Analysis of Indoor Environmental Conditions and Electricity Savings Using a Smart Thermostat
From ASHRAE Journal Newsletter, May 12, 2020
Internet-connected smart thermostats optimize settings that could save HVAC system energy use, which can lead to cost savings.
A recent Science and Technology for the Built Environment article discusses the results of an analysis using smart thermostat data. The analysis measured electricity savings and indoor environmental conditions zone by zone using a smart thermostat that included temperature and occupancy data from each zone in a single-family residence.
Researchers Sukjoon Oh, Associate Member ASHRAE; Jeff S. Haberl, Ph.D., Fellow ASHRAE; and Juan-Carlos Baltazar, Ph.D., Member ASHRAE, discuss the paper.

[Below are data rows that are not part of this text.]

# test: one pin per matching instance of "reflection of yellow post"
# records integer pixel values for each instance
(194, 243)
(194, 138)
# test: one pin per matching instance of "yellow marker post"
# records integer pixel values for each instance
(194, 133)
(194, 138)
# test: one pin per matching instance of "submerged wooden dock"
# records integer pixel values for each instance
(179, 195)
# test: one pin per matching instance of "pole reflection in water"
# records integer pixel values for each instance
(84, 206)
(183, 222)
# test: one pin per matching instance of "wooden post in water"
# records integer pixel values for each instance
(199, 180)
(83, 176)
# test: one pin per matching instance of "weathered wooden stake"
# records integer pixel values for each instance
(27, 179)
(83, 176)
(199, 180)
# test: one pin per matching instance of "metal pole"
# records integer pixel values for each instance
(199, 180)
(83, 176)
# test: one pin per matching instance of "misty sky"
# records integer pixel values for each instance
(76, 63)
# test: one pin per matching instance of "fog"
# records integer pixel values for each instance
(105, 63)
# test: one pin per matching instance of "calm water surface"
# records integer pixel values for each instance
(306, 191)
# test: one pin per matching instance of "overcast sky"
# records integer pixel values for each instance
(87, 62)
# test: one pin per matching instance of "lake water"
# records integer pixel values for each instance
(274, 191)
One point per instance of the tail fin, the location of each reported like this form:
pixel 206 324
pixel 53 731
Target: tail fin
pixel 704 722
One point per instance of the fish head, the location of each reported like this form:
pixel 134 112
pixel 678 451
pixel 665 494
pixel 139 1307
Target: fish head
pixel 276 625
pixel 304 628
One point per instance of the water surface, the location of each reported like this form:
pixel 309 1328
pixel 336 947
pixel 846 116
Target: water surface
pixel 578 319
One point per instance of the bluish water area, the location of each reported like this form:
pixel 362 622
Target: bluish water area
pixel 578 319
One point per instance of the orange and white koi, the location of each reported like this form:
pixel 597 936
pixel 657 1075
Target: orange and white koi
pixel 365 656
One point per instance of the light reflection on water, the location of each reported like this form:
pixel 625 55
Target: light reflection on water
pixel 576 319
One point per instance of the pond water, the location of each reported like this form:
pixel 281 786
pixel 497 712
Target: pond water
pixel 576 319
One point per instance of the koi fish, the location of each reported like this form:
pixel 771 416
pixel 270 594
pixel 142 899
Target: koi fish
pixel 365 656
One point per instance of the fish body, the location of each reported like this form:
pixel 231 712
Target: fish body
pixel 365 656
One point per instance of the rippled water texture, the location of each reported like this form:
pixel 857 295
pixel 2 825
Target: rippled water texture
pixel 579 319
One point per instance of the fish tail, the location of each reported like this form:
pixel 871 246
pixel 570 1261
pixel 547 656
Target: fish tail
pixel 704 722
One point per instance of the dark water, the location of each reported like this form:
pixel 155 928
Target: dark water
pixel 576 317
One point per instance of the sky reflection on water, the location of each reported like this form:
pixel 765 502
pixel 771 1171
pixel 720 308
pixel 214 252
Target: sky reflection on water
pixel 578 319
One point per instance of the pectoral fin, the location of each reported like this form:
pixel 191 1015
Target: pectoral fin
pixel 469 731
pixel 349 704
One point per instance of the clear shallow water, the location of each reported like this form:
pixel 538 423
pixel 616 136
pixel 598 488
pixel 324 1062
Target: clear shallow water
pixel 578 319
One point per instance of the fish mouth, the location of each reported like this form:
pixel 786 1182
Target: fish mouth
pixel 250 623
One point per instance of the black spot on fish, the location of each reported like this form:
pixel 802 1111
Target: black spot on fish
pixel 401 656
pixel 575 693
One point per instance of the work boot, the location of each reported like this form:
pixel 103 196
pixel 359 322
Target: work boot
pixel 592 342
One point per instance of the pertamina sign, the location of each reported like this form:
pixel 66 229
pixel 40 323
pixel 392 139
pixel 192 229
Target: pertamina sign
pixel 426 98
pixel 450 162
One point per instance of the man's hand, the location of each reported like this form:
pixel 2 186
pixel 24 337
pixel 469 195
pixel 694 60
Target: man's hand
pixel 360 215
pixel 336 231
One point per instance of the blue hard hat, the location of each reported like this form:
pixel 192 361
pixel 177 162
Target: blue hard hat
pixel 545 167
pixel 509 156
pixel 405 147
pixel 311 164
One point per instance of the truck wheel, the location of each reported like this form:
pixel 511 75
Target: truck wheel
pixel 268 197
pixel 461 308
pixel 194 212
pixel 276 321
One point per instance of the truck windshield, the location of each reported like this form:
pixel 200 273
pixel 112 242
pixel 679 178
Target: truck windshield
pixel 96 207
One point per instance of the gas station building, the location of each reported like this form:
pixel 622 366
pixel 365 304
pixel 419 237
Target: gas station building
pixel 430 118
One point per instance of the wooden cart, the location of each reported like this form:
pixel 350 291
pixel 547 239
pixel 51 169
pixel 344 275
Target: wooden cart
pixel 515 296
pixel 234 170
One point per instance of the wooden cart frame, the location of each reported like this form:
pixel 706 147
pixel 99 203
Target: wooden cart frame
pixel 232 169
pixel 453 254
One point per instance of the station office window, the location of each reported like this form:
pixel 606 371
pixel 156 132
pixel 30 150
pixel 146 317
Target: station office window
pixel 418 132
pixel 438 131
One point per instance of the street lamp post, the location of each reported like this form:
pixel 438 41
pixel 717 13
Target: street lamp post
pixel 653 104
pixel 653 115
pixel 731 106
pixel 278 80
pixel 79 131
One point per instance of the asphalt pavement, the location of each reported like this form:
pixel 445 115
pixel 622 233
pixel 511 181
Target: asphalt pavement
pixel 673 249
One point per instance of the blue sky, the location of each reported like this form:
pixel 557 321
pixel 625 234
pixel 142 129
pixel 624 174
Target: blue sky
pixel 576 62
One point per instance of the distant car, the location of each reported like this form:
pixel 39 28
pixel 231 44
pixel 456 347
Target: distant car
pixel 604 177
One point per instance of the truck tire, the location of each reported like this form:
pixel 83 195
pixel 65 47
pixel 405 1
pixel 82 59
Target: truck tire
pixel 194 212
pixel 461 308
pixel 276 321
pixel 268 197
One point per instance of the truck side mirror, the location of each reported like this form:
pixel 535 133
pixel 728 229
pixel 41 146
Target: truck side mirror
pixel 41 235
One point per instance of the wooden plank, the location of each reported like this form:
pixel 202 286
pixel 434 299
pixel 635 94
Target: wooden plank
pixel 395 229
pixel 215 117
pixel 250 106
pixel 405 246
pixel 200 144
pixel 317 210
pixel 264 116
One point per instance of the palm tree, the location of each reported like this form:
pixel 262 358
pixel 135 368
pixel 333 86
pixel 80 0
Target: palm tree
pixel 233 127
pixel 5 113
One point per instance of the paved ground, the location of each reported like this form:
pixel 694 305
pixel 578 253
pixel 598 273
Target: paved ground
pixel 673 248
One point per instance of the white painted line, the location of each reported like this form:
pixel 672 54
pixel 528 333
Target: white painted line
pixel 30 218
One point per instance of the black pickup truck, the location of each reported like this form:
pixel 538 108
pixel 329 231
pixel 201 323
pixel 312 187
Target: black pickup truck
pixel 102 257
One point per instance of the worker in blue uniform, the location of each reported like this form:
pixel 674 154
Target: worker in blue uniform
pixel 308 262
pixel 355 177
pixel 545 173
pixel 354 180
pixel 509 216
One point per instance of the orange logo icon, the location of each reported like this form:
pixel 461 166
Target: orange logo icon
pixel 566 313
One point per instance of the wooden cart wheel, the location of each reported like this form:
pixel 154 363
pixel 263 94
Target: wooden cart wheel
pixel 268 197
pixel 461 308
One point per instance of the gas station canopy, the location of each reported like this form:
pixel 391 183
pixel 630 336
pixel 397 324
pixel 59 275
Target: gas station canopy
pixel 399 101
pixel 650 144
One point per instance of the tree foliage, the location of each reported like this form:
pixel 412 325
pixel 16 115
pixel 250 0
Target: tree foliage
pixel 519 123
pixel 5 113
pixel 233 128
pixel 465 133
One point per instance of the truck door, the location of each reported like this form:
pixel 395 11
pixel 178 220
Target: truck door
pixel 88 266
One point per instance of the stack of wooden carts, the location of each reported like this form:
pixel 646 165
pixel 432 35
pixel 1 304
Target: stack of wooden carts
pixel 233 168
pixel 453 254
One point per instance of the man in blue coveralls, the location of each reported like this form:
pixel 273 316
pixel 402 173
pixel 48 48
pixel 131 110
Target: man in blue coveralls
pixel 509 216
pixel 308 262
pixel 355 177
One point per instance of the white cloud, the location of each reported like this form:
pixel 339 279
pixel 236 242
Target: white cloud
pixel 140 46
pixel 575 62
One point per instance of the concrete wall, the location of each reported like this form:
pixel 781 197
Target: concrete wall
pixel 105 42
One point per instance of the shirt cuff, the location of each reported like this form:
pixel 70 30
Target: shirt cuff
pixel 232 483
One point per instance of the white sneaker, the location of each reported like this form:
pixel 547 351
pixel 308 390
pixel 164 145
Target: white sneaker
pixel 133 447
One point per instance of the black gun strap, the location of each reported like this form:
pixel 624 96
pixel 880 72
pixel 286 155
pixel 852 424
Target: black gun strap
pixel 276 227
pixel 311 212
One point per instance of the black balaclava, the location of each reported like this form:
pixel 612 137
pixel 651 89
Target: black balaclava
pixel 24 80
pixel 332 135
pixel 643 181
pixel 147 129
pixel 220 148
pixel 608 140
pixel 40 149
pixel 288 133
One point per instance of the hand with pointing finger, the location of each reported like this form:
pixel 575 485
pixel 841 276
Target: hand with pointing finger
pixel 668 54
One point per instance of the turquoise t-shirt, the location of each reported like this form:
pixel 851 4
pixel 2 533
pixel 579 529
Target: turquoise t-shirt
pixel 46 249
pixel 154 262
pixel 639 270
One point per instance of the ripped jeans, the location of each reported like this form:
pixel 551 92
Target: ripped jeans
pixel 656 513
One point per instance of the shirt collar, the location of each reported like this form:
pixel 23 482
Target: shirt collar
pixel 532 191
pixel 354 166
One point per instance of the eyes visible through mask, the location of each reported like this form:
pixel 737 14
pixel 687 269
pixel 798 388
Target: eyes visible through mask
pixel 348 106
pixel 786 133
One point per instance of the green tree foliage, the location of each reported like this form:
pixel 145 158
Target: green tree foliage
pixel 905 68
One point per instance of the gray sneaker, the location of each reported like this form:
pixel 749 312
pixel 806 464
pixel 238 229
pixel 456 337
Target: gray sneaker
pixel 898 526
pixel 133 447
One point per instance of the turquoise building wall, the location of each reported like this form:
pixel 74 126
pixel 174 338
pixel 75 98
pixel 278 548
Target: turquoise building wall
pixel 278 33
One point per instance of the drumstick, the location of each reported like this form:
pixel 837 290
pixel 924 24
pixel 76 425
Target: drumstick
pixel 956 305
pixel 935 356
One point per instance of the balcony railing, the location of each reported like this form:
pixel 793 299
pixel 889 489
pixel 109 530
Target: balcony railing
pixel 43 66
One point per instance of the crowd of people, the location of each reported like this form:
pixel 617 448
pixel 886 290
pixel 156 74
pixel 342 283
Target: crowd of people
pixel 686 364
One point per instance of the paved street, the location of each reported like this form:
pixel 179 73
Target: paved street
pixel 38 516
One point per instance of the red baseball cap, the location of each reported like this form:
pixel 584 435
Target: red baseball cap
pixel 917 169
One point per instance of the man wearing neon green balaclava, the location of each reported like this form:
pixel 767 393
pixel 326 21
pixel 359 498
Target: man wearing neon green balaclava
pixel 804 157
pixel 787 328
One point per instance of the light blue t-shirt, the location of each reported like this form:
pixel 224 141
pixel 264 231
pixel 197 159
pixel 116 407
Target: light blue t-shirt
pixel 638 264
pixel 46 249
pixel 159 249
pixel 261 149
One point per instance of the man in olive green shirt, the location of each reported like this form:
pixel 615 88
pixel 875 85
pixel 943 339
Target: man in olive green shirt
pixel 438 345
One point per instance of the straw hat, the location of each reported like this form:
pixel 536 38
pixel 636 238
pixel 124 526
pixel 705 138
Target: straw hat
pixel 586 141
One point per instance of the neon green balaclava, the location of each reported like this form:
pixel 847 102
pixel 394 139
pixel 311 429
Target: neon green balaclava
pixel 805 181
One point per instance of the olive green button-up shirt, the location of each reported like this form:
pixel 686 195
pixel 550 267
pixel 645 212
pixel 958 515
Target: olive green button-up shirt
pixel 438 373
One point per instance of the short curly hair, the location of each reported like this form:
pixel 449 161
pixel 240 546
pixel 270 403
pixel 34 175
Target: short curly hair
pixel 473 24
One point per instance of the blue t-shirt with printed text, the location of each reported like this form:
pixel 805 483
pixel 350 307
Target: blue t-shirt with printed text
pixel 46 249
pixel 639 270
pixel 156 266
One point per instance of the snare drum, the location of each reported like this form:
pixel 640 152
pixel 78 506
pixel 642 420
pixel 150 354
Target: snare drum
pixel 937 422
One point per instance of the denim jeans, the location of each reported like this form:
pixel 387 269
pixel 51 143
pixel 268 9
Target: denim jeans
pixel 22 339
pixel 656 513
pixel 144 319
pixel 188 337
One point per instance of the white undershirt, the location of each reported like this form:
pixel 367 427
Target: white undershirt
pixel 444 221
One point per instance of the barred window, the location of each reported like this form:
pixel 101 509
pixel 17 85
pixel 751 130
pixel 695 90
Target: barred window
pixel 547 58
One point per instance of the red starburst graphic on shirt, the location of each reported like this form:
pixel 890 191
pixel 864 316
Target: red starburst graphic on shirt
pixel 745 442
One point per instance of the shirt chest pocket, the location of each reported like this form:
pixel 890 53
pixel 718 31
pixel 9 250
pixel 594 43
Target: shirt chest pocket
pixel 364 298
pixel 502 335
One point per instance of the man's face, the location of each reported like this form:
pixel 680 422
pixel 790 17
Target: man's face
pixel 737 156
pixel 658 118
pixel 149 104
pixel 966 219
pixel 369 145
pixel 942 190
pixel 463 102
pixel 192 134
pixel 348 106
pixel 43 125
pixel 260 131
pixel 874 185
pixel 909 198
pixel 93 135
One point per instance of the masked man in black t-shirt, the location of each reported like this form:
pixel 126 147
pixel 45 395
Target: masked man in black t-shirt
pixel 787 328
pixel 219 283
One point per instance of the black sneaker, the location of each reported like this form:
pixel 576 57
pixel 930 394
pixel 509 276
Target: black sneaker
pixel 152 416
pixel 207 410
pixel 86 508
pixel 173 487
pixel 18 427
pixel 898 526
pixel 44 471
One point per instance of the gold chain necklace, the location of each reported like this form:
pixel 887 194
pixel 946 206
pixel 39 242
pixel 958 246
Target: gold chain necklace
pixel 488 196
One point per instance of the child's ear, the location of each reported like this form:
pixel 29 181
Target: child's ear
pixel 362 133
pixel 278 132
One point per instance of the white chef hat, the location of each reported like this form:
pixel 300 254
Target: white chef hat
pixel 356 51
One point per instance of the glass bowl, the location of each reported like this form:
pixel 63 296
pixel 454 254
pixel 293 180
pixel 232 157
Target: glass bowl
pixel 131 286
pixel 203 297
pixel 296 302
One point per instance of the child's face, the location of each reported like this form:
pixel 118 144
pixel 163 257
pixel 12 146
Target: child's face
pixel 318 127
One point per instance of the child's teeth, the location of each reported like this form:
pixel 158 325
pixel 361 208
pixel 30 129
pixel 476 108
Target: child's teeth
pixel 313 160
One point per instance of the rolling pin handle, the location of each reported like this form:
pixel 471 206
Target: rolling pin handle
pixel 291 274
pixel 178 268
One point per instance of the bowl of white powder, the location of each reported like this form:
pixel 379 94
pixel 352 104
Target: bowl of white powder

1. What is the significance of this research?
This research is significant because this is one of the first studies to show measured savings from the installation of the smart thermostat with temperature and occupancy sensors in a residence.
2. Why is it important to explore this topic now?
Previous studies have claimed that smart meters and smart home technologies can provide benefits to utilities by reducing their electric demand. This research presented the results of an analysis of measured, zone-by-zone indoor environmental conditions and electricity savings from the use of a smart thermostat that includes temperature and occupancy data from each zone in a single-family residence. The hourly interval data from a smart meter was also used. In this analysis, statistical indoor air temperature profiles were developed for each zone before and after the installation of the smart thermostat, which shows the change of the indoor/outdoor temperature profiles of each zone in the residence.
3. What lessons, facts and/or guidance can an engineer working in the field take away from this research?
The results showed that the use of temperature and occupancy sensor controls available from a smart thermostat produced significant changes to the indoor air temperature profiles in each zone. In addition, it was observed that large variations in the measured indoor air temperatures from each zone were not represented by the indoor air temperature at the location of the thermostat. The changes to the before-after indoor air temperature profiles from each zone also presented new challenges to simulating the annual savings with a calibrated building energy simulation model.
The results also showed that the case-study residence with a single-zone HVAC system controlled by a single thermostat that was retrofitted with wireless occupancy and temperature sensors in each zone achieved significant energy savings for the homeowner. The measured savings were 496 kWh (37.9 %), and the annual estimated savings was 5,208 kWh (43.6 %). When the costs of the new thermostat ($249) with the seven remote temperature and occupancy sensors ($237), including the installation fee ($100), were considered (i.e., the total cost of $586), a simple payback period was approximately 1.0 year because the annual total cost saving was $602.
4. How can this research further the industry's knowledge on this topic?
Based on the results of this single residence, it was found that the methodology of this research is appropriate to use for other similar studies. Although the study included one residence, the methods developed are generic, so the results of this research will be valid for a broad class of single-family residences that are retrofitted with a smart thermostat using remote temperature and occupancy sensors. This research shows detailed, clear insights about the dynamics occurring in every zone of the case-study residence using well-established, statistical methods for analyzing time-series data. The approaches used in this research are useful to analyze the dynamics of building operation in different zones in a residence using the smart thermostat, which the previous studies did not provide.
5. Were there any surprises or unforeseen challenges for you when preparing this research?
First, there was a challenge regarding sensor locations. It was hard to decide where the temperature and occupancy sensors should be located in each zone of the case-study residence. Different sensor locations could affect the results. Second, analyzing more personalized thermal comfort such as relative humidity in each zone was a challenge.
Finally, the intervals of the measured data were important. For example, to enhance accuracy, the one-minute interval occupancy data should be used because the five-minute interval sensors could not accurately detect when an occupant moved to different rooms. In addition, the same time interval should be used across different devices because analyzing the different intervals of the data between different devices was challenging. As a result, a minute-by-minute analysis is recommended; however, this will require additional cost. These three challenging issues will be handled in a future study to improve this research.